Passive funds and index trackers are an easy and cheap way to access a specific market and a popular way to invest. When owning them, however, it becomes more complicated to maintain an adequate level of diversification, as many active funds that are benchmarked against the same index will have exposure to many of the same companies.
Index investors who don’t want to double down on the same risk should therefore be particularly careful when selecting their next active investment and make sure to follow a Monty Python approach, said Rob Morgan, chief investment analyst at Charles Stanley.
“It is easy to double up on large global businesses when you own both a tracker and an active global fund that contains many of the large US technology and e-commerce giants,” he said.
“Investors seeking greater diversification should adopt a Monty Python approach – ‘And now for something completely different…’”
Below, we asked three expert fund selectors which active fund they would hold alongside the most-bought tracker of the past year – Fidelity Index World, which has received inflows for £902.7m over the past 12 months.
This fund has a tilt towards technology, financials and healthcare stocks, with the top 10 holdings including some of the largest businesses in the world like Apple, Microsoft and Amazon, which are well held in many exchange-traded funds (ETFs).
Morgan’s pick was “the highly differentiated” AVI Global Trust, which aims to achieve capital growth through a portfolio of equities that stand at a discount to their estimated value.

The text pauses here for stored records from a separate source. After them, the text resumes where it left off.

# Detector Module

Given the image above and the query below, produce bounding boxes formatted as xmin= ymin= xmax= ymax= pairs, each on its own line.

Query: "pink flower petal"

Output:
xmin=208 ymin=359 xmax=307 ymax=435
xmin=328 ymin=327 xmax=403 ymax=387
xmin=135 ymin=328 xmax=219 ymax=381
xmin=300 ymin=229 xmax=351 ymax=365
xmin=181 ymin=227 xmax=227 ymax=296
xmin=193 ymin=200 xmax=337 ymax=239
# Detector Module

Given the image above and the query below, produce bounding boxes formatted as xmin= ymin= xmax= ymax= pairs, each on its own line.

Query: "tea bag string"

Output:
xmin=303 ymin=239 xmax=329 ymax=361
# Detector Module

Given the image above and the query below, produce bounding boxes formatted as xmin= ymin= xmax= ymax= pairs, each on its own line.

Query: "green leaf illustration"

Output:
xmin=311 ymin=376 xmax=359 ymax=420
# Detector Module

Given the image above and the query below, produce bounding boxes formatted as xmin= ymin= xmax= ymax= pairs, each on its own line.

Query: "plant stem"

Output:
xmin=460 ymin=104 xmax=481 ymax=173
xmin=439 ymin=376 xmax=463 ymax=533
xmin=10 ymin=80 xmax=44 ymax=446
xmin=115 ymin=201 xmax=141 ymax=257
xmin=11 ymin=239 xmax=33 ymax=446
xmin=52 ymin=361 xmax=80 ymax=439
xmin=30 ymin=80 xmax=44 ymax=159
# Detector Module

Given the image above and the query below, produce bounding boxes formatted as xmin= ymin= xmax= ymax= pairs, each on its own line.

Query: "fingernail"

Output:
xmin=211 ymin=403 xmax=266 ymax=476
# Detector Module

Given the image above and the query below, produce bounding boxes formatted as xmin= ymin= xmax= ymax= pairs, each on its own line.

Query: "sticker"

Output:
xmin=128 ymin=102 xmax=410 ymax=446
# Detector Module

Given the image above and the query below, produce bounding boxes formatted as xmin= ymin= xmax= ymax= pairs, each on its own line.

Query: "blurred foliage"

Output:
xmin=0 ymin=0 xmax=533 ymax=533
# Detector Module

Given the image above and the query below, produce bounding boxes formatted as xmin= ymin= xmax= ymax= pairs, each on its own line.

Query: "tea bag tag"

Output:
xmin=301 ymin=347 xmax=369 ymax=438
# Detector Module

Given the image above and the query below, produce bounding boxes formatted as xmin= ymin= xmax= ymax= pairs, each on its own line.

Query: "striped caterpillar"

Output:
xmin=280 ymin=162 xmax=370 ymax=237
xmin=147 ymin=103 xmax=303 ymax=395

Performance of trust over 1yr against sector and index
Source: FE Analytics
“The portfolio is unique, combining family-controlled holding companies, selected closed-ended vehicles and Japanese special situations. The common theme is that all assets have intrinsic value that can be unlocked and AVI seeks to do this through engagement and occasionally public activism,” he said.
“There is nothing else that looks like this trust in the peer group, nor any index, and the eclectic mix of assets have idiosyncratic drivers of return. The long-term returns, despite the handicap of limited US equity exposure, have been solid.”

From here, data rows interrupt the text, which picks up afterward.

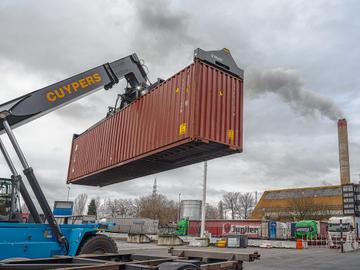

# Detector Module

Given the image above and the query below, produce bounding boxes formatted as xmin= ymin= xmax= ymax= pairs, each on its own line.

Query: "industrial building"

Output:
xmin=250 ymin=119 xmax=359 ymax=221
xmin=250 ymin=185 xmax=343 ymax=221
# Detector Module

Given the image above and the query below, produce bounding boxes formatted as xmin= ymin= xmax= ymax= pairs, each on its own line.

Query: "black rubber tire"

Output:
xmin=77 ymin=234 xmax=118 ymax=255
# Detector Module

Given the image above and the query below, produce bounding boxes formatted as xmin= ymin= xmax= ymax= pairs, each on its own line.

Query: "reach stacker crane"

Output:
xmin=0 ymin=49 xmax=238 ymax=260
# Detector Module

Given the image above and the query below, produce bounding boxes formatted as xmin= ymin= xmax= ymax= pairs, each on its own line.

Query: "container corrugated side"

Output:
xmin=68 ymin=61 xmax=243 ymax=186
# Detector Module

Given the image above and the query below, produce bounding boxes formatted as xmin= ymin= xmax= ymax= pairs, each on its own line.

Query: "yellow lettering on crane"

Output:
xmin=46 ymin=91 xmax=56 ymax=102
xmin=45 ymin=72 xmax=102 ymax=102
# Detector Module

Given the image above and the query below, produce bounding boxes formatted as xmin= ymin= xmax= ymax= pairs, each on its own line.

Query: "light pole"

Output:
xmin=66 ymin=185 xmax=71 ymax=202
xmin=178 ymin=193 xmax=181 ymax=221
xmin=200 ymin=161 xmax=207 ymax=237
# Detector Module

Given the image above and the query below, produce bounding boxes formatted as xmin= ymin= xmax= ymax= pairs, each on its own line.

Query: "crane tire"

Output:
xmin=77 ymin=234 xmax=118 ymax=255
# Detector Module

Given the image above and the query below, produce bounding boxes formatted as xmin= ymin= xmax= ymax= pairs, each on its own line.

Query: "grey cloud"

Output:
xmin=246 ymin=68 xmax=342 ymax=121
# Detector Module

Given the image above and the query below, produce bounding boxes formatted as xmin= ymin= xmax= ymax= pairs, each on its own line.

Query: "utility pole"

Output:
xmin=66 ymin=186 xmax=70 ymax=202
xmin=200 ymin=161 xmax=207 ymax=237
xmin=178 ymin=193 xmax=181 ymax=221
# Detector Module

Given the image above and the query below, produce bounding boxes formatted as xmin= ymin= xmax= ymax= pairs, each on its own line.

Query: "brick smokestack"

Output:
xmin=338 ymin=119 xmax=350 ymax=185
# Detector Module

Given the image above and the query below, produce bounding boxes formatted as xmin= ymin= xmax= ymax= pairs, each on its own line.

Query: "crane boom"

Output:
xmin=0 ymin=54 xmax=150 ymax=249
xmin=0 ymin=54 xmax=148 ymax=134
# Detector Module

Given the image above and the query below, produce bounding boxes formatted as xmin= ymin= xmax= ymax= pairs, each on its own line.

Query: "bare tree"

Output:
xmin=136 ymin=194 xmax=178 ymax=225
xmin=21 ymin=203 xmax=30 ymax=214
xmin=239 ymin=192 xmax=255 ymax=219
xmin=74 ymin=193 xmax=87 ymax=216
xmin=105 ymin=199 xmax=137 ymax=217
xmin=222 ymin=192 xmax=240 ymax=219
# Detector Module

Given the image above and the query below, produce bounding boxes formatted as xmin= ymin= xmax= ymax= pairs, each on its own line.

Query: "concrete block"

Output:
xmin=126 ymin=233 xmax=151 ymax=244
xmin=157 ymin=234 xmax=184 ymax=246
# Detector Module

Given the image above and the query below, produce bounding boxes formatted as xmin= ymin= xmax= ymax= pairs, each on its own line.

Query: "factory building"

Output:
xmin=250 ymin=185 xmax=343 ymax=221
xmin=250 ymin=119 xmax=352 ymax=221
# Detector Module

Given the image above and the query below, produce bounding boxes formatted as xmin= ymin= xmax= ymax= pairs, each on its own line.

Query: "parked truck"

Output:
xmin=295 ymin=220 xmax=327 ymax=239
xmin=328 ymin=216 xmax=360 ymax=246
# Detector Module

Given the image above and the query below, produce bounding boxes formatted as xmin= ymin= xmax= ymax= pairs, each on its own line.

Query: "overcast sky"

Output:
xmin=0 ymin=0 xmax=360 ymax=208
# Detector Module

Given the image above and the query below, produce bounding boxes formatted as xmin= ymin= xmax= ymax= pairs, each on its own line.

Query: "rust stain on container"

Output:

As a global thematic investor, Shannon Lancaster, fund analyst at Ravenscroft Group, believes that active managers should be able to outperform passive funds like Fidelity Index World and picked the Lazard Global Equity Franchise for its “concentrated portfolio that looks nothing like the index”.
Performance of fund over 1yr against sector and index
Source: FE Analytics
“It is an excellent fund with a fantastic, experienced team. The manager has strong valuation discipline and uses an intrinsic value rank to dictate what stocks go in and out of the portfolio,” she said.

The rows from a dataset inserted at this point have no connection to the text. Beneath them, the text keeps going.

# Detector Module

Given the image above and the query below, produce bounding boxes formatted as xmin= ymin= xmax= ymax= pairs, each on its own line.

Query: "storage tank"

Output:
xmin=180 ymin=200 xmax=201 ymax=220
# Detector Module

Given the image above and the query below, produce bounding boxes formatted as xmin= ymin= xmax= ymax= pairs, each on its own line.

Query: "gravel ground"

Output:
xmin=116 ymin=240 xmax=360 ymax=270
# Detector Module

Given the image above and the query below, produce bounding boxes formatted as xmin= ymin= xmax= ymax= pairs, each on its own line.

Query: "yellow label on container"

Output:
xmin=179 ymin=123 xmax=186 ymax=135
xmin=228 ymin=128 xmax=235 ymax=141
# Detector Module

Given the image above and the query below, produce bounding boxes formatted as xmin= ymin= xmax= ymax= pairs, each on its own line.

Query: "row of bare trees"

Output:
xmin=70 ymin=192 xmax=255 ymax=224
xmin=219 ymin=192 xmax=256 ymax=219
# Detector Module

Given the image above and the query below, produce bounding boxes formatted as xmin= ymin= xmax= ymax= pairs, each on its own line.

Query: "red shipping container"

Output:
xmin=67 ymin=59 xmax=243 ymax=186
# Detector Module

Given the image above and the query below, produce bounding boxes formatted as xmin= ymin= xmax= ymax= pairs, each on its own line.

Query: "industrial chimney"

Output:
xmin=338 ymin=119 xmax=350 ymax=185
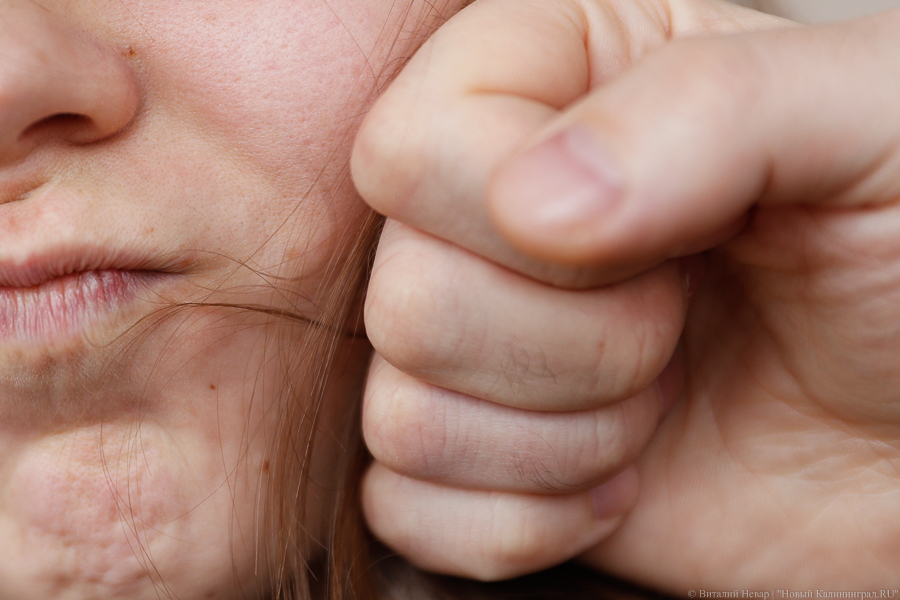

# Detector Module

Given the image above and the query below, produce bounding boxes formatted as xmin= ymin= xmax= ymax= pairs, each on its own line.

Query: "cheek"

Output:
xmin=0 ymin=311 xmax=282 ymax=600
xmin=132 ymin=0 xmax=387 ymax=178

“The underlying companies are truly unique and not found in many other global equity funds. This means it performs differently to the sector, providing us with more value-like performance without owning energy, mining or financials – the classic value sectors.”
Lastly, Tom Sparke, investment manager at GDIM, selected a fund with “strong conviction and a clear, differentiated mandate” – Redwheel Global Equity Income, which would be “an excellent fund to use here”.
Performance of fund over 1yr against sector and index
Source: FE Analytics
“It has a style agnostic mandate and aims to gain a moderate yield and an above-average total return and it does so with a lower than average level of volatility,” he said.
“The global index is lacking in dividend payers within its top positions so adding to companies such as Qualcomm, Cisco and Inditex tends to add a value tilt and brings about a steadier journey for the long-term investor.”
“Manager Nick Clay has a long history of success in this space and is using his time-tested philosophy within this concise global equity income fund.”